Yes, Jesus words were not even words of annoyance let alone anger, they were measured words deliberately chosen to guide and protect His other disciples – who both admired Peter and were accustomed to follow him with full confidence -- by correcting Peter’s presumptive impetuosity.  Neither men nor circumstances were the issue at this moment;  for Jesus, God His Father was in loving command over, and total control of, every aspect of His life, and such being Jesus’ love, every aspect of His Father’s word and will evoked a response of absolute commitment from Jesus: there was nothing that God could ask of His Son that His Son would not embrace, even to the extent of His Passion and Death on the Cross.   Peter’s present anxious fear for Jesus’ well-being was quite alien to Jesus.



The LORD is my light and my salvation; whom do I fear?  The LORD is my life’s refuge; of whom am I afraid?  When evildoers come at me to devour my flesh, these, my enemies and foes, themselves stumble and fall.

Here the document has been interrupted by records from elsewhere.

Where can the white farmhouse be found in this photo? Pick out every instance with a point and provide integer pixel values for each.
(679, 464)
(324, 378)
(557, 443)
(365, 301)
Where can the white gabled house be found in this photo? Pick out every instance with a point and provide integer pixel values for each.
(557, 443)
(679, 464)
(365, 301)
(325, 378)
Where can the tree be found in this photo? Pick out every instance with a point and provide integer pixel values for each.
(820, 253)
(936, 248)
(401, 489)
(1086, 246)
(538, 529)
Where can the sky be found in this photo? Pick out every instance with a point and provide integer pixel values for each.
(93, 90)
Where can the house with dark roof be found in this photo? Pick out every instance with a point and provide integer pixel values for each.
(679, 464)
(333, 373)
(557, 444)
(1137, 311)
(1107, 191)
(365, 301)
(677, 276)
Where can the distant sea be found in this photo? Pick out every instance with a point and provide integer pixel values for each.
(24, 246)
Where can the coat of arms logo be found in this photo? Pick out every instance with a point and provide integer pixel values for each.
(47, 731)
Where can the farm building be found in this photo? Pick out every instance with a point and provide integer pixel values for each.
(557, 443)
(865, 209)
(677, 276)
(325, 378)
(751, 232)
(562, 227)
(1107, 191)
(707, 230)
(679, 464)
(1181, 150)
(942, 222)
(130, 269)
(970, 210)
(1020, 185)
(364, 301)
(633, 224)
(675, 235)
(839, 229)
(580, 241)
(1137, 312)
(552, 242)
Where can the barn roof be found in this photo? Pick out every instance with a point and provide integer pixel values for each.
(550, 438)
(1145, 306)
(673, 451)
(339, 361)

Though an army encamp against me, my heart does not fear; though war be waged against me, even then do I trust.  (Psalm 27:1-3)



And so we see how, in order to instil in His disciples -- Peter above all -- total trust in His Father’s overseeing wisdom and love, Jesus rejected Peter’s blind emotionalism with those heart-felt and shockingly pertinent words: ‘Get behind Me, Satan!’  For Peter -- in his mixed-up proclivity to decisive action -- was actually carrying on where Satan in the desert had temporarily stopped: trying to persuade Jesus to seek His own ends, His own self, rather than follow His Father’s way, do His Father’s will.

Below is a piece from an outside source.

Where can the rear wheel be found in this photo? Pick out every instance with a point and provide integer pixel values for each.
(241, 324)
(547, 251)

Therefore Jesus called not only His disciples to Himself, but also we are told, the whole crowd of ordinary people following Him at that time, because the Church He would build would be built upon Peter the Rock and would have to believe totally and unswervingly that Jesus, the Head of His Body the Church, was, had always been, and to all eternity would always be, totally and completely, One with the Father:

             I and the Father are One.  (John 10:30)

Notice, not only those already fully committed to Jesus, not only those seeking to learn more and more about Him and His Good News, but even those ordinary people who were just seeing Him and hearing of His Gospel message for the first time, all of them had to appreciate this absolutely fundamental truth about Jesus’ relationship with God His Father, and about His plan for mankind’s salvation through their Gift of the Holy Spirit of Truth and Love, Power and Might:

Whoever wishes to come after Me must deny himself, take up his cross, and follow Me.   For whoever wishes to save his life will lose it, but whoever loses his life for My sake and that of the gospel will save it.”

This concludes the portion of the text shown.